Gorbachev is a courageous leader who defied the old Russian saying, "The czar wishes but the boyars will not allow." Gorbachev imposed his will on the boyars. He built a totally new view of international ethics which debunked the theories of realists like Henry Kissinger, who claim that all we owe foreigners is the minimal obligation of preserving the order that avoids the chaos leading to nuclear war. Instead of pursuing that amoral policy, Gorbachev led the world through one of the most important changes in the course of history with a minimum of blood loss.
The second aspect the narrow-minded analysts seem to neglect is that Gorbachev had no obligation to act the way he did. He could have well continued with the traditional "closed book" Soviet foreign policy of the long Cold War years. Before Gorbachev came to power in 1985, even the most celebrated periodicals on international relations frequently published articles praising how well the Soviets were doing economically. The world knew nothing about the truth since nobody could penetrate into the closed society controlled by the Kremlin's fear-based authority.
By introducing glasnost, Gorbachev chose to lead his nation into the untidy, antagonistic, uncomfortable, but proud and encouraging prospect of open horizons. He did not make the Soviets lose the Cold War. He ended it. He gave his country the hope of an exciting new society--a more just and more efficient one--that would take its rightful place in the family of nations it fled in 1917.
To revive the credibility of fear, the Moscow Eight, a second-rate group of thugs, had to use tanks. Yet for the first time in Soviet history, their tanks were directed not against a competing power elite within the Soviet Union, but against the people themselves. That alone is enough to comprehend the effect Gorbachev had on the course of history.
It is true that Gorbachev will ultimately be rejected by his nation in a free election, and that Russian Republic President Boris N. Yeltsin, emerging as the hero of a new Russian Revolution, could easily take over. Yet while Yeltsin performs a useful function as a radical benchmark against which Gorbachev's reforms can be measured, it is far from clear what his popular brand of leadership and his simplistic platform could do to meet the country's needs at this critical juncture. Yeltsin's rash behavior and undemocratic instincts could turn out to be huge obstacles as he prepares to face the tough job of governing.

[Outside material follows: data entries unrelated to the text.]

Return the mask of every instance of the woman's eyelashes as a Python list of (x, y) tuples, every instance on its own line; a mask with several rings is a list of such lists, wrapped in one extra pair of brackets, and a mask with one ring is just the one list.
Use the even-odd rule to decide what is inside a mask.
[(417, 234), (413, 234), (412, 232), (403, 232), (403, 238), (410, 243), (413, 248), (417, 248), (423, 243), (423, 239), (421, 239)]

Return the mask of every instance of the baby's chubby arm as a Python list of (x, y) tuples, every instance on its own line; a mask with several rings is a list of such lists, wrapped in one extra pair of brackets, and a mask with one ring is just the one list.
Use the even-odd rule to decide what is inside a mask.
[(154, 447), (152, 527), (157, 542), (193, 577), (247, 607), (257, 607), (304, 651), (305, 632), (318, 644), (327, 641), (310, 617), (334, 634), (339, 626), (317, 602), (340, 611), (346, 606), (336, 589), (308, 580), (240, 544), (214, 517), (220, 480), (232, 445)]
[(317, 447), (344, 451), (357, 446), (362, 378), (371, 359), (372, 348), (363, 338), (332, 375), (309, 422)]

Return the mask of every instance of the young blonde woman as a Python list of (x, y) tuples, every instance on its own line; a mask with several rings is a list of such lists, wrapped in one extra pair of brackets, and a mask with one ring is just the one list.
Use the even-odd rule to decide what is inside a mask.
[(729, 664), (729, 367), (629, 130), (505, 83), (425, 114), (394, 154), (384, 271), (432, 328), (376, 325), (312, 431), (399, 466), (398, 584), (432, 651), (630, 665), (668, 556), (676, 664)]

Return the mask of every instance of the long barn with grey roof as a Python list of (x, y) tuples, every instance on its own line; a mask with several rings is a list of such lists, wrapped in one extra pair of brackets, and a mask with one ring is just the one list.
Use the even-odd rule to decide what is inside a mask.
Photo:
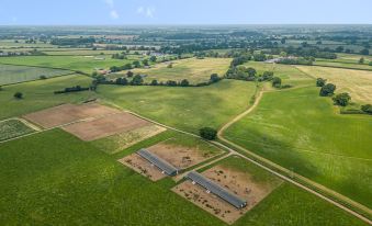
[(212, 192), (213, 194), (234, 205), (236, 208), (243, 208), (247, 206), (247, 201), (238, 197), (235, 194), (232, 194), (226, 189), (222, 188), (221, 185), (216, 184), (215, 182), (208, 180), (207, 178), (195, 171), (189, 172), (185, 178), (192, 180), (194, 183), (203, 187), (208, 192)]
[(137, 154), (140, 157), (143, 157), (144, 159), (146, 159), (147, 161), (149, 161), (150, 163), (153, 163), (154, 166), (156, 166), (157, 168), (159, 168), (164, 173), (166, 173), (168, 176), (178, 174), (179, 169), (177, 169), (172, 165), (168, 163), (166, 160), (161, 159), (157, 155), (155, 155), (155, 154), (153, 154), (153, 152), (150, 152), (146, 149), (140, 149), (140, 150), (137, 151)]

DESPITE CHARGES of authoritarianism, Gorbachev's record in office entitles him to ask for the necessary authority to enact a reform program that eventually should employ the creation of a market economy in the Soviet Union and the establishment of a new federation based on consent rather than coercion. If he should be faulted, it would be on one point: his boundless confidence and ambition to harness his country's potential has led him to ignore an essential aspect of politics--that human beings do not always react the way one believes they will when designing programs for them.
The decade of the 1990s will be a period of turmoil and crisis in the Soviet Union. If Gorbachev prevails, he will continue to change his country and the world profoundly. If he does not, he could lose power to another leader. But rather than a defeat, this would be the ultimate triumph of the Gorbachev era. He would set an example for a democratic future in the Soviet Union by accepting an orderly transition of power.
In either case, his personal imprint on the age will remain. Gorbachev is above all a source of inspiration for the defenders of liberty, of change without bloodshed, of trial and error, and thus of people who try to unlock the hitherto closed doors into an open future.